Entre os problemas mais comuns está a constante falta de dinheiro. Esta reclamação é generalizada do jovem ao aposentado, da família assalariada ao empresário, dos empreendedores autônomos aos profissionais liberais. Mas por que as pessoas reclamam tanto? Por que afirmam que o salário não chega até o final do mês?
Algumas pessoas acabam incorporando produtos financeiros como o cheque especial e o cartão de crédito em sua renda mensal, além disso, tomam empréstimos em bancos, financeiras e lojas, chegando a alguns casos assumirem o pagamento de juros superiores a 400% ao ano.
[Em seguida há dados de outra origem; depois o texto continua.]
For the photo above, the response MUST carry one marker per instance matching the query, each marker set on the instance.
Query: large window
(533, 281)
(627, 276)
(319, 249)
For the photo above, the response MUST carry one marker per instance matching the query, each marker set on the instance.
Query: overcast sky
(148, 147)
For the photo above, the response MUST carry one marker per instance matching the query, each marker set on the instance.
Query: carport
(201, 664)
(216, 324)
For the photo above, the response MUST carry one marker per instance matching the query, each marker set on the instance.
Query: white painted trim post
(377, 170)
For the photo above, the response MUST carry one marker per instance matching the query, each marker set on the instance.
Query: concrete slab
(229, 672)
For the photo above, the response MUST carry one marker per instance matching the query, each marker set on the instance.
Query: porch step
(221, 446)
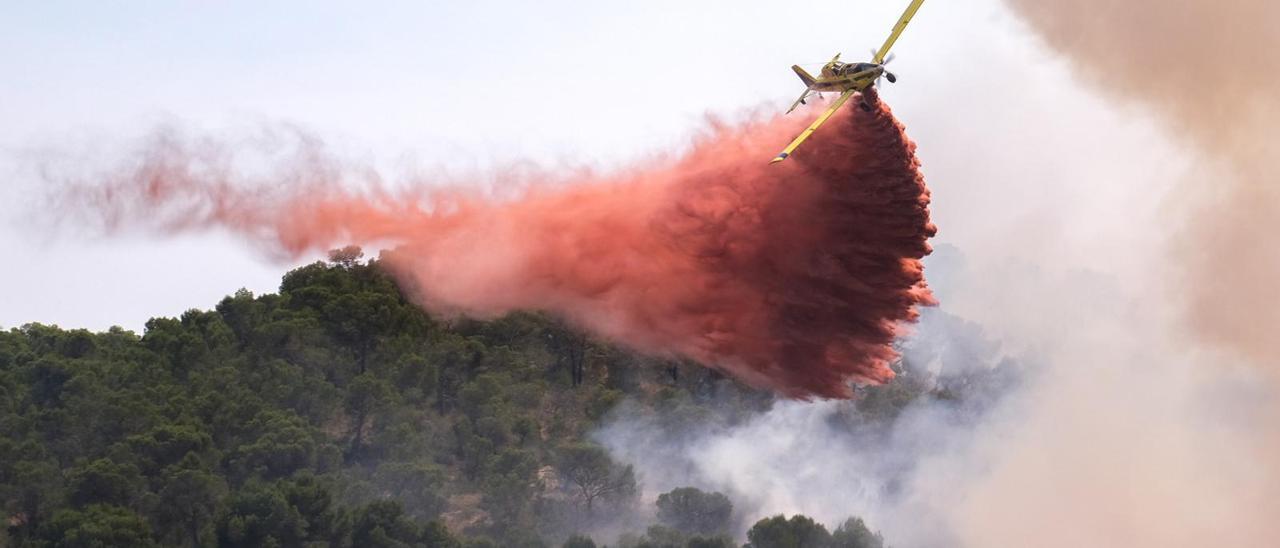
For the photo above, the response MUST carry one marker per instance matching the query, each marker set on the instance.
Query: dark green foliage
(97, 526)
(778, 531)
(855, 534)
(593, 476)
(579, 542)
(695, 511)
(334, 412)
Durante estas duas últimas décadas de trabalho identifiquei alguns grandes erros destas pessoas “pobres”:
1. Desprezo dos pequenos valores: Você já teve a sensação que ao trocar uma nota de R$ 50,00 por cinco notas de R$ 10,00, seu dinheiro desapareceu em poucas horas e você não consegue lembrar onde e como gastou?
2. Desprezo de uma boa negociação: Por que as pessoas não negociam melhores preços ou prazos na hora de uma compra? Esta prática deve fazer parte do nosso cotidiano, da compra de um imóvel até na hora de pagar o almoço diário, devemos estar constantemente negociando. Em todos os setores, produtos ou serviços, sempre existem margens para uma negociação melhor do que a primeira apresentada. Portanto: Quem não chora não mama!
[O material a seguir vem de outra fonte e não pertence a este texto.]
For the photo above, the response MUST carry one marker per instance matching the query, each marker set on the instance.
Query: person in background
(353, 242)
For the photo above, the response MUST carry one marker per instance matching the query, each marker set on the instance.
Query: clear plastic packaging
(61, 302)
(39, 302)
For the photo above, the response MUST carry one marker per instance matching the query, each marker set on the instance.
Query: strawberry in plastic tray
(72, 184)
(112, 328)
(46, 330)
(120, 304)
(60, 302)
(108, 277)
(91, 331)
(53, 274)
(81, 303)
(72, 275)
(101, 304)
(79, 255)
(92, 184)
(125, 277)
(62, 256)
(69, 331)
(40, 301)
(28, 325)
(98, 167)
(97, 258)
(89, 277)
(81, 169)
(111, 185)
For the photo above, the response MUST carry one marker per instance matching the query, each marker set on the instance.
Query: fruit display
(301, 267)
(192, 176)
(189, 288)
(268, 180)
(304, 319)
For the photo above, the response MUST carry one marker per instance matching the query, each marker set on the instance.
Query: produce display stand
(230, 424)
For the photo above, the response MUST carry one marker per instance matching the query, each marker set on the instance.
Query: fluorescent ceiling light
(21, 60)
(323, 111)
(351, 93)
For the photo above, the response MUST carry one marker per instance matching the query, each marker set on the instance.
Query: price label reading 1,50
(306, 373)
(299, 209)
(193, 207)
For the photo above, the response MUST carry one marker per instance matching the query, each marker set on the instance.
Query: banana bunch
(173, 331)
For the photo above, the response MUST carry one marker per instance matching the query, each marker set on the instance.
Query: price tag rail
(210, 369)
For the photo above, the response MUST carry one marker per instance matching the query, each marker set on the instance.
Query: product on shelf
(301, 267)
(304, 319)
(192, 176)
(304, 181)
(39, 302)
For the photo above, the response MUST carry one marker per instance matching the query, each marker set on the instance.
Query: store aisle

3. Não ter um planejamento definido: Temos que nos localizar – Onde estou? Aonde quero chegar? Qual é o melhor caminho? Após definidas estas etapas ficará muito mais fácil elaborar um planejamento financeiro, que é processo de gerenciar seu dinheiro para alcançar seus objetivos no decorrer da vida, até uma aposentadoria independente e feliz. Planejar possibilita que você assuma o controle de sua vida e a direcione para o caminho que mais o agradar.
4. Desconhecer os tipos de investimentos disponíveis: Não são somente as pessoas endividadas e que estão pagando juros que perdem dinheiro. Existem muitos investidores que por comodidade ou por desconhecerem o mercado financeiro, acabam investindo de maneira incorreta e com isso deixam de ganhar muito dinheiro.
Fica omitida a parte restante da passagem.